When I consider drone benchmarks, I think Budd & Eno – The Pearl is comparable here. Nothing borders on creating non-environmental tuning – the music is subtly weaved, controlled, and never totally knockout visceral. The pastoral essence is bottled and releases in places like a effectively placed land mine...a gaseous land mind, excellently perfumed and fighting the bad odour of cheap petrol-heavy streets where everything gets recorded (unless Chihei really lives far out). Indeed, if made in the 60s, hippies would be getting high around a bong to sounds contained here.
With most of the morass a lost-phase, a haze-dream, a bushy-nature-reserve of ambient logic, the ambience throughout “Mirage” is ripe when viewed through the first year psychology topic of reverse psychology. Why is this? Because the drones are: dense, thick, organic, unfiltered, healthy and extremely nutritious in the context of the drone music lovers palette. Like the aforementioned comparison of Tom Honey’s work, “Anatolia Mirage” hums a short poem of tones – tone poetry, a melodic haiku, with drones that are rather not long-winded, instead they are carried by the wind.
The a plus transcendental introspection created by the soliptic stress-straining slipstreams cajoles the listener’s expectations like kale being filtered through a sieve.
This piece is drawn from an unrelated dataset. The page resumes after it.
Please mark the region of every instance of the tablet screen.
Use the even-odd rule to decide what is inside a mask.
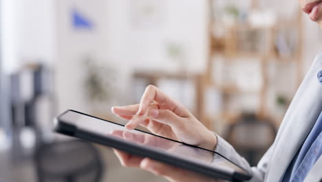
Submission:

Or pillows before bedtime laid out for a siesta or long snooze. Perfect for night and day time, but cornerstone logic is for weightless contexts, in a nutshell. There needs to be music like this made, for certain. I would not mind betting Hatakeyama has a third life from production and field recording for nature program music.
If there is any weakness of “Mirage”, it is as such that it is not very energising. Some would say it is too samey. To me though, when you have mood music as classy as this, sideswipes like that become irrelevancies. It becomes meaningless. When the music is this inspiring and meaningful, on the other hand, your perspective changes. The little man in your head vanishes. At least it does mine. I’m tired of half-assed critics who don’t know what a good opus sounds like. Mark my words, there is no way any educated listener of taste could describe this music as bland.
May we see more fantastic mirages from Japanese artist Chihei in future. The lps on the Kranky repped Room40 imprint after all – it had to be something special. This to me is Chihei Hatakeyama’s most realised work to date – never disappointing, never ghostly...this time, the mirage is permanent.